Les officiers de l'escadre aérienne, faisant virer leurs hélicoptères, regagnèrent rapidement leurs postes; on vit aussi une nuée d'éclaireurs torpédistes à marche accélérée s'élancer en avant, en décrivant une sorte d'éventail dans le ciel, et disparaître bientôt, perdus dans les lointaines vapeurs. Derrière, les grosses aéronefs, sur une seule et immense ligne dont les intervalles s'élargissaient de plus en plus, de façon à embrasser le plus possible d'horizon, marchaient plus lentement, toutes prêtes à pivoter sur un point au premier signal, dès que l'escadrille ennemie serait aperçue.
Les forces terriennes, pendant ce temps-là, s'étaient ébranlées aussi; un train spécial du tube transporta quelques bataillons de mitrailleuses jusqu'au trentième kilomètre, où le tube était censé coupé par des éclaireurs ennemis.
Le premier contact était pris; les éclaireurs torpédistes aériens ou bicyclistes terriens repoussés, l'ennemi fut signalé en train de se concentrer à 16 kilomètres de là. Aussitôt les bombardes roulantes électriques, arrivant par les routes de terre à 10 h. 45, commencèrent l'attaque en refoulant les bombardes ennemies.
Toute la journée fut employée en manœuvres aussi savantes d'un côté que de l'autre. L'ennemi avait eu le temps de se couvrir en semant des torpilles à blanc qui, dans une guerre, eussent causé des pertes énormes. Il fallait donc avancer prudemment, les éventer autant que possible et tourner les obstacles. Les mitrailleurs, divisés en petites sections, se faufilaient en profitant de tous les mouvements de terrain, portant leurs petits réservoirs à bras, les officiers et sous-officiers en avant, fouillant l'horizon avec leurs lorgnettes et calculant les distances. Dès qu'une section arrivait à bonne portée, c'est-à-dire à 4 kilomètres d'un ennemi visible, chaque homme vissait son tube-fusil aux embouchures mobiles du réservoir et on ouvrait le feu.

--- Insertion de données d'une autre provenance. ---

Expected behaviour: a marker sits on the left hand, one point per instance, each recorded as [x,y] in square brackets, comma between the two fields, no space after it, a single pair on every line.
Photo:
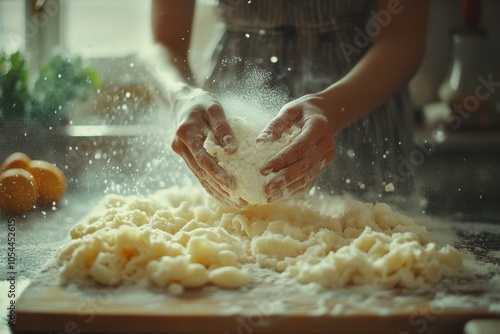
[298,165]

L'artillerie chimique, à 10 kilomètres en arrière de la ligne d'attaque, tirait sur les points que les éclaireurs à hélicoptères venaient leur signaler. L'artillerie tirait au jugé, bien entendu, en se repérant sur la carte, le but, toujours placé à 12 ou 15 kilomètres pour le moins, restant forcément invisible pour elle. Dans une vraie guerre, elle eût couvert les points indiqués par les éclaireurs de ses terribles explosifs ou d'obus à vapeurs délétères.
L'escadre aérienne resta invisible pendant toute la journée. Vers le soir, le corps de défense remporta quelques avantages marqués, mais on s'aperçut que l'ennemi avait adroitement dissimulé un mouvement tournant sur la droite et qu'en somme cette première journée lui était favorable.
Cependant le général commandant avait laissé une réserve de cinq batteries du 8e chimistes avec le bataillon médical offensif tout entier à Châteaulin pour couvrir la ville, et nous allons voir que cette sage précaution ne fut pas inutile. La batterie de Georges Lorris faisait partie de cette réserve. Le jeune homme put recevoir sa fiancée et ses amis, et les installer dans un bon hôtel en belle situation sur la colline dominant tout le cours de la rivière. Il offrit à déjeuner à Estelle au campement des chimistes, un vrai déjeuner militaire, où les convives n'avaient pour sièges que des caisses de torpilles et d'explosifs divers.
DÉJEUNER SUR LE CHAMP DE BATAILLE.
Dans l'après-midi, voyant qu'il pouvait disposer d'un peu de temps après une revue du matériel, il prit une aéronef et mena ses amis voir l'engagement; mais, comme on ne put approcher trop près de peur de tomber dans les mains de l'ennemi, on ne vit pas grand'chose; à peine, sur l'immense terrain découvert, quelques groupes d'individus minuscules filant le long des haies et, çà et là, quelques flocons de fumée aussitôt dissipée dans l'air.